I started to say "rats" instead or shit in front of the kids. Strangely satisfying

Cretaceous · 28/05/2010 21:43

Guess we'll all soon be worrying about drugs and sex, and then the odd buggerlugs'll come as light relief.....

Oblomov · 28/05/2010 21:55

Nothing to do with deprived area either. we live in quite affluent area. great catholic school. sought places. a few rough children but generally very very nice caring mums. everyone takes great interest in how their children are doing booth in reading , writing and friendships. but not in a nasty competitive way. beautiful ethos they have. still we get all that you and others describe. agree with cory.
they will hear it. but know its not right so shouldn't repeat it. no doing it just coz the others are.

shockers · 28/05/2010 22:18

Outnumbered is on after the watershed... for a reason it would seem.

Lucianne3 · 28/05/2010 23:27

My 7 yr old DD has never said fuck, despite having, I'm sure, heard me mutter or splutter it on numerous occasions over the years. She does, on occasion, say bugger and bloody, and frequently "oh my GOD!" for which she gets a mild reprimand. That bothers me far less than the threats of violence stuff "I'm going to kill you/punch you/smash your head in" she came home with in reception/yr1 - those met with a fairly stern explanation of what that actually meant and why it wasn't at all nice to say it.

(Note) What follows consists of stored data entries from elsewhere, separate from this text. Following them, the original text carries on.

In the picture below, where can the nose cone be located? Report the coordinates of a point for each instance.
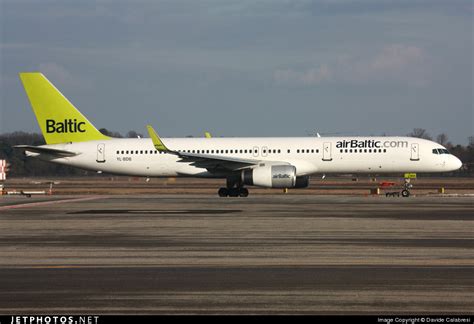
(455, 163)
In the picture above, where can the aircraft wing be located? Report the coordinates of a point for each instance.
(210, 162)
(46, 150)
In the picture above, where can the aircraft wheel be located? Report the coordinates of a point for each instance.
(234, 192)
(223, 192)
(244, 192)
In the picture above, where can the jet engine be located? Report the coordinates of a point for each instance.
(274, 176)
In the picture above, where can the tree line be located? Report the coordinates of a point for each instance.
(21, 166)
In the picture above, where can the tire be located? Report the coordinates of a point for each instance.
(244, 192)
(223, 192)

I think they are inevitably going to learn the language; it's our job to teach them the appropriateness of such language.

MadamDeathstare · 28/05/2010 23:57

This reply has been deleted

Message withdrawn at poster's request.

AllyW · 29/05/2010 00:25

Kids hear stuff at school from all walks of life. You can say please and thank you 100 times a day but why is it my DS heard me say shit once when I nearly crashed the car and takes delight in repeating it constantly? Its what kids do. As long as you keep up your standards at home it will probably pass. Sometimes the more of a big deal you make it, the more of an issue it becomes.

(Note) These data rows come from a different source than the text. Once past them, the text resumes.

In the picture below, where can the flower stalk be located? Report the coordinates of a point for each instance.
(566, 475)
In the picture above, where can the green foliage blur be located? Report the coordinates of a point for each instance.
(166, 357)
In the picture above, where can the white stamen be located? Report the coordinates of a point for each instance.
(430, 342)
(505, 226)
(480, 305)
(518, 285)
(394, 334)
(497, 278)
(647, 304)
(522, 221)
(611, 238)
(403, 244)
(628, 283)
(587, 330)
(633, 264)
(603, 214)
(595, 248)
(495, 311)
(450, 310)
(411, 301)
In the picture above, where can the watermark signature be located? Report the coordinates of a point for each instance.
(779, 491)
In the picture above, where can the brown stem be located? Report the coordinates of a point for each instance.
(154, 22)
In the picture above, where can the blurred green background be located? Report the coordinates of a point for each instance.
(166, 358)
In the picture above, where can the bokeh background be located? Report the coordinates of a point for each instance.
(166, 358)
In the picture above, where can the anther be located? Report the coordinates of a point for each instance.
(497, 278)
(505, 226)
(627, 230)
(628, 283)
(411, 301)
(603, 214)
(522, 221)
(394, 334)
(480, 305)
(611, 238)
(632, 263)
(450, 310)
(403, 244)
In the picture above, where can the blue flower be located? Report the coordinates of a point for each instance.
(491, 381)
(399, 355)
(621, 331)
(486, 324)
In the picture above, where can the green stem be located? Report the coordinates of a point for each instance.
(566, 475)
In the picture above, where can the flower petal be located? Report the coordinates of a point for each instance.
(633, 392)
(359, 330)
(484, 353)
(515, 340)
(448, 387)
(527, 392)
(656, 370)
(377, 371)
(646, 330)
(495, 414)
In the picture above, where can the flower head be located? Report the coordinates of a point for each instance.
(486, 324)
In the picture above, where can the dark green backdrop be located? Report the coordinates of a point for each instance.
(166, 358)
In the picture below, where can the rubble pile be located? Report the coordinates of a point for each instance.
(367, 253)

MadamDeathstare · 29/05/2010 01:37

This reply has been deleted

Message withdrawn at poster's request.

Megatron · 29/05/2010 08:47

YANBU. I also think it's part of school life unfortunately. My DS goes to a 'nice' village school but I nearly fell over last week when he told Optimus Prime to kick Megatron in the nuts. Sigh

MathsMadMummy · 29/05/2010 09:24

last year my DD (2) started saying "oh my dod" (oh my God) and "oh dudda" (oh bugger)!!! needless to say we replaced it with 'oh my word' and 'oh dear' - she now has a habit of saying "oh my WOOOOOOOORD!"

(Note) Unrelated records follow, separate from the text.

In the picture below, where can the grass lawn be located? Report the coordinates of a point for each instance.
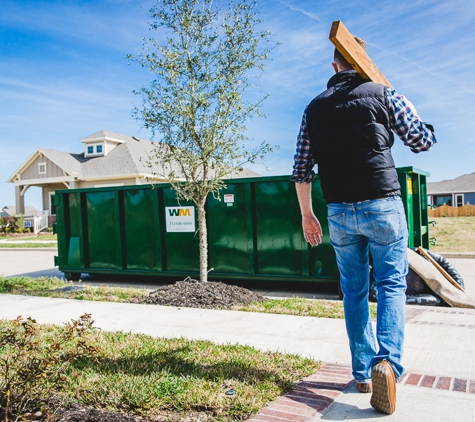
(453, 234)
(47, 287)
(147, 376)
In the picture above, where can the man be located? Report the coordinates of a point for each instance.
(348, 132)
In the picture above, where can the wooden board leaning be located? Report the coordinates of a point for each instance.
(345, 43)
(439, 267)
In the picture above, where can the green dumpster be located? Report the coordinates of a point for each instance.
(254, 231)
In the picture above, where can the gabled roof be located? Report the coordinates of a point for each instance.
(129, 158)
(10, 211)
(106, 135)
(462, 184)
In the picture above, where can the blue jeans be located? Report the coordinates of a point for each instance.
(379, 227)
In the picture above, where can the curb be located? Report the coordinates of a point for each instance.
(28, 249)
(465, 255)
(309, 398)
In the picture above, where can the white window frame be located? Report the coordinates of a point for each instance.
(42, 168)
(456, 198)
(50, 209)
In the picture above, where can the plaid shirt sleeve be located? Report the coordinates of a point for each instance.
(416, 134)
(303, 158)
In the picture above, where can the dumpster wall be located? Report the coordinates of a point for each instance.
(254, 231)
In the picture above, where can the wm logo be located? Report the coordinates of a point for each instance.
(179, 212)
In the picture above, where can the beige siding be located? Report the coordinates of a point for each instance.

ChocHobNob · 29/05/2010 09:32

My son learned his first swear words from Richard Hammond and Jeremy Clarkson on Top Gear lol

I don't think you're being unreasonable or snobby but I think this is typical behaviour for children that age. My eldest started Reception in September and he is very polite. He'd only been at school a short time and the rude comments started appearing. We just tell him not to say it and emphasise that it isn't nice and if he repeats it he will get in trouble (at home and) at school.

LIZS · 29/05/2010 09:38

I think you're being a bit precious - you cannot protect them from this once they are at school and independent . However you can insist that he doesn't talk like that at home or repeat it back to other children and adults as it simply is not an acceptable expression. Just because he sees and hears it doesn't mean he has to be part of it.